Nicht, dass es nie zuvor geschehen wäre, dass ein Magier ohne gültige Einladung in eine Palastfeier platzte. Aber die Zitadelle war in höchster Alarmbereitschaft nach den Ereignissen Anfang Juni, oder etwa nicht?
»Wie seid Ihr hereingekommen?«
Die Frau lächelte. Sie war nicht viel älter als Titus, zwanzig oder einundzwanzig. »Ein Mann, der immun gegen meinen Zauber ist – das mag ich, Eure Hoheit. Dann lasst mich direkt zur Sache kommen. Ich interessiere mich für den Aufenthaltsort Eurer Elementarmagierin.«
Er musste gegen seinen Schock ankämpfen, um nicht den Zauberstab auf sie zu richten und etwas Unüberlegtes zu tun. Also verdrehte er stattdessen die Augen. »Eure Meister haben mir bereits all diese Fragen gestellt. Sie haben mich sogar unter ein Inquisitionsverhör gesetzt. Müssen wir noch mehr Dergleichen hinter uns bringen?«
Ihr Haar flatterte in der Brise, die vom Meer heraufzog, wie eine Piratenflagge. Sie streckte einen Arm aus und krempelte ihren Ärmel hoch. Auf ihrem Unterarm befand sich ein Zeichen aus nüchternen weißen Linien: ein Elefant mit vier Stoßzähnen, der einen Malstrom unter seinem Fuß zermalmte – ein Symbol des Widerstands in vielen Reichen nahe dem Äquator. »Ich bin keine Agentin von Atlantis.«
»Und warum sollte das irgendetwas an meiner Antwort ändern? Ich habe keine Kenntnis über den Aufenthaltsort dieses Mädchens.«
»Wir wissen, dass sie die Prophezeite ist – eine Elementarmagierin, mächtiger als alles, was seit Jahrhunderten gesehen wurde. Wir wissen auch, dass es verheerend für jene unter uns wäre, die sich nach Freiheit sehnen, wenn sie in Banes Hände fallen würde. Lasst uns ihr helfen. Wir können sicherstellen, dass Bane niemals in ihre Nähe kommt.«
Was würdet ihr tun, wenn Bane doch in ihre Nähe kommen würde? Würdet ihr sie töten, sodass er sie niemals ergreifen wird? Und was würde euch davon abhalten, sie gleich zu Beginn zu töten, wenn es euer einziges Ziel ist, sie von ihm fernzuhalten?
»Dann viel Glück bei der Suche.«
Sie wandte sich ihm näher zu, offensichtlich nicht bereit aufzugeben. »Eure Hoheit …«
Schreie explodierten.
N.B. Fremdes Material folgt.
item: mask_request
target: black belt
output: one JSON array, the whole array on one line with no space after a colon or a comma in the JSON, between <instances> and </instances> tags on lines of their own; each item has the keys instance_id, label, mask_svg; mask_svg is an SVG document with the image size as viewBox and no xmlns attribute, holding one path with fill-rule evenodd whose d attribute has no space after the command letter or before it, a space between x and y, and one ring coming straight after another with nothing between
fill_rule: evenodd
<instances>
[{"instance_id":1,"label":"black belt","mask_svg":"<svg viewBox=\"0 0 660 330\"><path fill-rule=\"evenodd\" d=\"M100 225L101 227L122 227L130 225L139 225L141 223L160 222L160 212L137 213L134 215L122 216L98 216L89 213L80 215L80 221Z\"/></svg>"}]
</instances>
Titus drehte sich um. Wachen rannten die Treppe hinab. Seine eigene Gefolgschaft kam auf ihn zugesprintet.
»Gute Güte«, sagte die junge Frau. »Es scheint, als ob ich Eure Hoheit verlassen muss.«
Mit einem Handgriff fiel das lächerliche Übergewand vollkommen ab. Ein rasches Aufschütteln und es glättete und ebnete sich, bis es sich – natürlich – zu einem fliegenden Teppich gewandelt hatte, viel größer und edler als der, den Titus besaß.2
Die junge Frau, die nun in eine lockere Tunika und eine Hose von der Farbe von Sturmwolken gekleidet war, sprang auf den fliegenden Teppich und sauste mit einem spöttischen Salut an Titus dem Boot entgegen, das in der Ferne wartete.